Наверху около окопа послышались шаги. Это был Франц. Я зажег свечу и с аппетитом поужинал. Вскоре пришел прапорщик Муратов, и мы, поболтав немного, легли спать.
Наутро мы с прапорщиком Муратовым вскочили, разбуженные сильной артиллерийской канонадой. Австрийские шрапнели с грохотом рвались над нашими окопами, засыпая их, как горохом, круглыми шрапнельными пульками. Все забились как можно глубже в своих окопах, так как каждый уже по опыту знал, что в таком случае шрапнель вреда не принесет. Но вот издалека с австрийской стороны послышалось сначала тихое, едва уловимое шуршание, постепенно оно превращалось в какой-то гнетущий душу свистящий шум, точно падал на землю огромный метеор. Еще мгновение, и протяжный ахающий гром потряс собой воздух. Завизжали и завыли осколки. Это разорвался в Ленке-Седлецкой тяжелый снаряд.
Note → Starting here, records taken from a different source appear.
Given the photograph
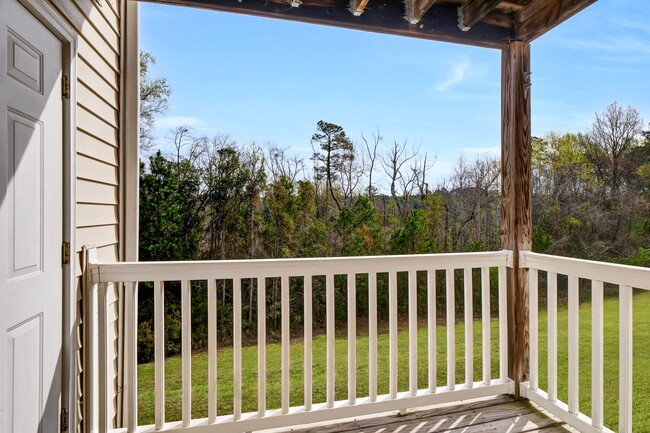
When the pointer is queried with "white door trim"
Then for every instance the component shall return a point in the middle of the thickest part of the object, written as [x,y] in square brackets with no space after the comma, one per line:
[57,24]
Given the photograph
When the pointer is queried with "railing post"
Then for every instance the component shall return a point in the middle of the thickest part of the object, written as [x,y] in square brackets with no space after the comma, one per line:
[625,359]
[516,214]
[90,358]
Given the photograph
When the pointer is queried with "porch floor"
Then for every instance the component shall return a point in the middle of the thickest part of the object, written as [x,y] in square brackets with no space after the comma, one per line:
[494,414]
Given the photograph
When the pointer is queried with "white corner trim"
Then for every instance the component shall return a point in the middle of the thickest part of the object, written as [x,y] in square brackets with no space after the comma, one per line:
[58,25]
[130,133]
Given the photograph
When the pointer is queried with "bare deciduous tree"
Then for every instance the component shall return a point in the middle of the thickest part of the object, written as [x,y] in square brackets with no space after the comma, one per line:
[614,133]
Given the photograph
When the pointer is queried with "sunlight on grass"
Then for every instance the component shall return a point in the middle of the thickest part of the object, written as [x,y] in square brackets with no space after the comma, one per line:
[641,400]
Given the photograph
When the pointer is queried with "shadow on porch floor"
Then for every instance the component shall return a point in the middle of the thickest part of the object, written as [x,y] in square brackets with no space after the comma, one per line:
[495,414]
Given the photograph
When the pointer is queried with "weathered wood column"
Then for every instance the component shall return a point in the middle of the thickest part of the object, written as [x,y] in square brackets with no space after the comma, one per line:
[516,215]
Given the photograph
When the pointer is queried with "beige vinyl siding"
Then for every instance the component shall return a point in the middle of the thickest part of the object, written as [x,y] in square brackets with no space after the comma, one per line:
[90,77]
[89,215]
[101,108]
[90,146]
[98,138]
[88,122]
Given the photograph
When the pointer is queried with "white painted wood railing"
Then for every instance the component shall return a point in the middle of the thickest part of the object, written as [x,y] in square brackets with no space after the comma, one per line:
[597,273]
[99,394]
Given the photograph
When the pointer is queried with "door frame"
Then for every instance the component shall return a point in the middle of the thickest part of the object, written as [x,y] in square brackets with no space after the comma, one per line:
[59,27]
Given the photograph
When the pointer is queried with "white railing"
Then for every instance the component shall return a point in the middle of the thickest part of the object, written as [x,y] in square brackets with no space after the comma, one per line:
[100,394]
[626,278]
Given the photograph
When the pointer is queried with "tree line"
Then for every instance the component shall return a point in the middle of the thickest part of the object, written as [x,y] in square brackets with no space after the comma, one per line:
[212,198]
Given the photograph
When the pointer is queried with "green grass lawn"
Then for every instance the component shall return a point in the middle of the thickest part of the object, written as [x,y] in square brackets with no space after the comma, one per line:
[641,380]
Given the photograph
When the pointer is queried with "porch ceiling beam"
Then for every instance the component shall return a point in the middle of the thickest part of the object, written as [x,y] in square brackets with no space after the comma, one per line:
[415,9]
[542,15]
[357,6]
[439,24]
[474,11]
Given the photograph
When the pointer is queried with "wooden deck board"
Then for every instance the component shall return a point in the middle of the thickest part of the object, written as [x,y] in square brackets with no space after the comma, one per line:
[498,414]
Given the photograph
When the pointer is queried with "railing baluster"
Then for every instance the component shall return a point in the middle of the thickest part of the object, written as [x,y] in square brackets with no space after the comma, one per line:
[212,350]
[261,346]
[286,363]
[533,325]
[352,339]
[372,334]
[486,325]
[308,342]
[469,328]
[237,360]
[392,332]
[329,311]
[503,326]
[159,348]
[552,336]
[131,355]
[102,352]
[413,332]
[451,330]
[91,359]
[186,350]
[573,345]
[597,354]
[431,328]
[625,360]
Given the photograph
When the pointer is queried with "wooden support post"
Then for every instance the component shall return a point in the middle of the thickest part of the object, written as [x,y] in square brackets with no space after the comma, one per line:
[516,224]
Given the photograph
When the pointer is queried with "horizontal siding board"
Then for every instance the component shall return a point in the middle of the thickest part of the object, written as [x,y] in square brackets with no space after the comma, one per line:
[97,193]
[101,108]
[94,148]
[95,126]
[109,50]
[92,169]
[105,67]
[106,23]
[98,236]
[107,91]
[96,214]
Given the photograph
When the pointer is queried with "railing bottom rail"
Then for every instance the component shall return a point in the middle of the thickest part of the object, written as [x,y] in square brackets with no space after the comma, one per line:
[341,410]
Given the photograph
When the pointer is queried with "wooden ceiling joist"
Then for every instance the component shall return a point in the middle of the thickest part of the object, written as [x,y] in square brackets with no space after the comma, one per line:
[387,16]
[473,11]
[480,23]
[357,6]
[541,16]
[415,9]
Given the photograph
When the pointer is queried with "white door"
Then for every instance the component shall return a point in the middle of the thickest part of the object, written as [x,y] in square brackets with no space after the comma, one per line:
[30,223]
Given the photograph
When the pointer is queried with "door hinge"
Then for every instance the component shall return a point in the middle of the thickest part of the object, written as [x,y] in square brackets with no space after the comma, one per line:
[65,90]
[65,419]
[65,253]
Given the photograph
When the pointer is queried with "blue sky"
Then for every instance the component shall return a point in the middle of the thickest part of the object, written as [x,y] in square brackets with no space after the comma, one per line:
[264,80]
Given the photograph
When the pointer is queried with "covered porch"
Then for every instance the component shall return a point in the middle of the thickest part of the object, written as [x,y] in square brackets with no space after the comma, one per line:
[452,276]
[511,280]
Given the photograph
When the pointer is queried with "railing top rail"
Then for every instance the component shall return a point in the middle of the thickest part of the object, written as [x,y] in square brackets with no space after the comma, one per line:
[624,275]
[225,269]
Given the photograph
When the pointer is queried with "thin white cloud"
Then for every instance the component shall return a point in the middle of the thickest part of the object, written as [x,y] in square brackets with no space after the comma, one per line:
[632,24]
[459,72]
[482,151]
[174,121]
[614,44]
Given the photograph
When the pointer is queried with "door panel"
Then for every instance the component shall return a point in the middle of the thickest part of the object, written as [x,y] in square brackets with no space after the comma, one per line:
[31,225]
– Что это австрияки, черт возьми, вздумали глушить тяжелой артиллерией. Уж не собираются ли они снова отбивать Ленку? – как бы про себя вслух произнес я.
– Ха, ха, ха! – весело рассмеялся прапорщик Муратов. – Как это хорошо звучит: «отбивать Ленку!» Можно подумать, что мы и на самом деле держим в плену какую-нибудь Елену прекрасную, которую австрийцам во что бы то ни стало нужно у нас отнять.
Я тоже засмеялся остроумной шутке прапорщика Муратова. Улучив удобную минутку в промежутках между залпами австрийской артиллерии, я высунулся из окопа и оглядывался кругом. День был пасмурный. Чуть-чуть моросил дождь. Ни в наших, ни в австрийских окопах, находившихся на расстоянии около версты, ни в других местах не заметно было никакого движения. Казалось, все живое здесь вымерло. Убедившись в том, что опасности нет, я собирался уже снова спрятаться в окоп, но вот опять чуткое ухо уловило отдаленный, глухой короткий удар и вслед за ним знакомое шуршание шестидюймового снаряда, точно что-то грузное тяжело просверливало воздух. Я любил наблюдать за разрывом тяжелых снарядов, а потому и теперь, быть может, рискуя собственной жизнью, не удержался от любопытства и провожал глазами незримую траекторию
[17] летящего «чемодана». Когда сильный шум, точно буря, ударил в уши, я инстинктивно присел, потому что так и казалось, что снаряд должен разорваться где-то совсем близко. Но я уже неоднократно замечал в подобных случаях, что это было не что иное, как обман слуха. Снаряд обыкновенно разрывался дальше, чем это представляло себе воображение. Так было и теперь. Земля дрогнула от оглушительного удара. Высокий столб земли, щепок и каких-то небольших балок, смешиваясь с черным дымом, взлетел кверху. Вероятно, снаряд попал в развалины какого-нибудь дома или сарая. В первое мгновение мне даже показалось, что он угодил прямо в блиндаж капитана Шмелева. Однако мое любопытство и в самом деле чуть не стоило мне жизни. Сейчас же вслед за разрывом тяжелого снаряда раздался залп австрийской батареи, и едва я успел припасть к стенке окопа, как четыре шрапнели низко разорвались над моим окопом и пули густо усеяли площадь вокруг меня, а сверху посыпалась мне на голову сбитая пулями земля.